Co to jest Aducanumab / Aduhelm?
Nowy lek na chorobę Alzheimera stworzony przez firmę Biogen ma dwie nazwy - Aducanumab oraz Aduhelm. Jego zadaniem jest przede wszystkim uderzanie w złogi beta-amyloidu w mózgu. Odkładanie się tego białka sukcesywnie osłabia zdolności umysłowe i po latach prowadzi do pojawienia się objawów Alzheimera.
Preparat od firmy Biogen sprawia obiecujące wrażenie właśnie ze względu na to, iż ma działać na przyczyny, a nie tylko objawy. Wskazuje się, iż Aducanumab może dawać dobre wyniki szczególnie u pacjentów, u których zagrożenie chorobą Alzheimera zdiagnozowano wcześnie.
Wspomniane złogi beta-amyloidu w mózgu pojawiają się nawet kilkanaście lat przed tym, gdy Alzheimera da się zdiagnozować po najpoważniejszych objawach.
Nowy lek na Alzheimera dopuszczony przez FDA pierwszy raz od prawie 20 lat
Choć decyzja amerykańskiej Administracji ds. Żywności i Leków (FDA) daje dużą nadzieją, gdyż nowy lek na Alzheimera dopuszczono pierwszy raz od 2003 roku, wokół Aducanumabu narasta także wiele wątpliwości.

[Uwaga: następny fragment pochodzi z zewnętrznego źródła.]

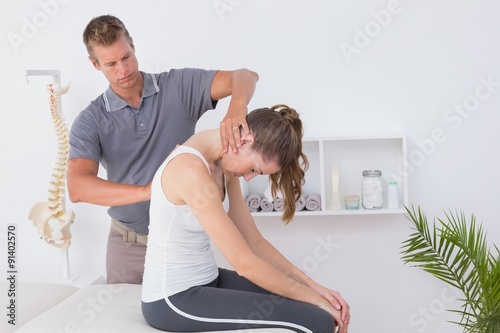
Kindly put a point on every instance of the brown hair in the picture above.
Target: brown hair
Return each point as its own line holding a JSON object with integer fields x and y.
{"x": 103, "y": 30}
{"x": 278, "y": 135}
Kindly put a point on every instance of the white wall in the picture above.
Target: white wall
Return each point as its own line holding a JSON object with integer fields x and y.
{"x": 419, "y": 65}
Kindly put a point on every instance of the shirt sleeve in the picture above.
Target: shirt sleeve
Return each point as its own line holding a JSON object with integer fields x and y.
{"x": 194, "y": 87}
{"x": 84, "y": 138}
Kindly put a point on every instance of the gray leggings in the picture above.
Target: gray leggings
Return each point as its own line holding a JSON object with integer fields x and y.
{"x": 231, "y": 302}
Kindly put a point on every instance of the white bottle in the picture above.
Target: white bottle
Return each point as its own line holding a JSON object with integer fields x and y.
{"x": 392, "y": 195}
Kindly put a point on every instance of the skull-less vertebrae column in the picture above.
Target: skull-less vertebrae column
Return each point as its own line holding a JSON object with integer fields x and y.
{"x": 50, "y": 217}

Wynikają one przede wszystkim z faktu, iż prowadzone od 2017 roku badania kliniczne przerwano w 2019 roku i oceniono, że środek nie wywołuje istotniejszych skutków.
W 2021 roku dokonano jednak powtórnej analizy danych na temat Aducanumabu i miała ona dać optymistyczne wyniki. Jak poinformował Biogen, okazało się, że skuteczność nowy leku na Alzheimera zyskuje po prostu w silniejszych dawkach.

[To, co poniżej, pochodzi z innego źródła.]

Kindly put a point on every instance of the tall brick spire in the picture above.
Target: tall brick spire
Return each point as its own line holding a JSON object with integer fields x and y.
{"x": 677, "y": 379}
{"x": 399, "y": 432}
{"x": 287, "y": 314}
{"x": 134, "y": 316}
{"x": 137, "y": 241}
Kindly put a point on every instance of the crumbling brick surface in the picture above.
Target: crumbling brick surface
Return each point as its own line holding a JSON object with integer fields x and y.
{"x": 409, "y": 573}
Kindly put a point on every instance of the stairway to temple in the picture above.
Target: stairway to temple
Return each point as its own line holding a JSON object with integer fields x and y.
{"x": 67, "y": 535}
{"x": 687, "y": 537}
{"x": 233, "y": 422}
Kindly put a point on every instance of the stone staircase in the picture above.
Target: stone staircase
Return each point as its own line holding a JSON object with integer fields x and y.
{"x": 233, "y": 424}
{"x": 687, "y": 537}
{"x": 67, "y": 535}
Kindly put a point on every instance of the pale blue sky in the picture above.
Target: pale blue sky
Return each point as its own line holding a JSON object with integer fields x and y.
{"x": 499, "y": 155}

Co to jest choroba Alzheimera?
Przypomnijmy, że choroba Alzheimera (łac. morbus Alzheimer) to postępująca, nieuleczalna forma neurodegeneracji, w ostatecznej fazie prowadząca do zgonu pacjenta. Jej nazwa pochodzi od nazwiska niemieckiego naukowca Aloisa Alzheimera, który po raz pierwszy zdiagnozował ją już w 1906 roku.
Według aktualnych szacunków, w Polsce na chorobę Alzheimera cierpi około 350 tys. pacjentów. Na jej rozwój silnie wpływają jednak tzw. negatywne czynniki cywilizacyjne, więc prognozuje się, że do 2050 roku będziemy mieli nad Wisłą ponad milion zdiagnozowanych przypadków.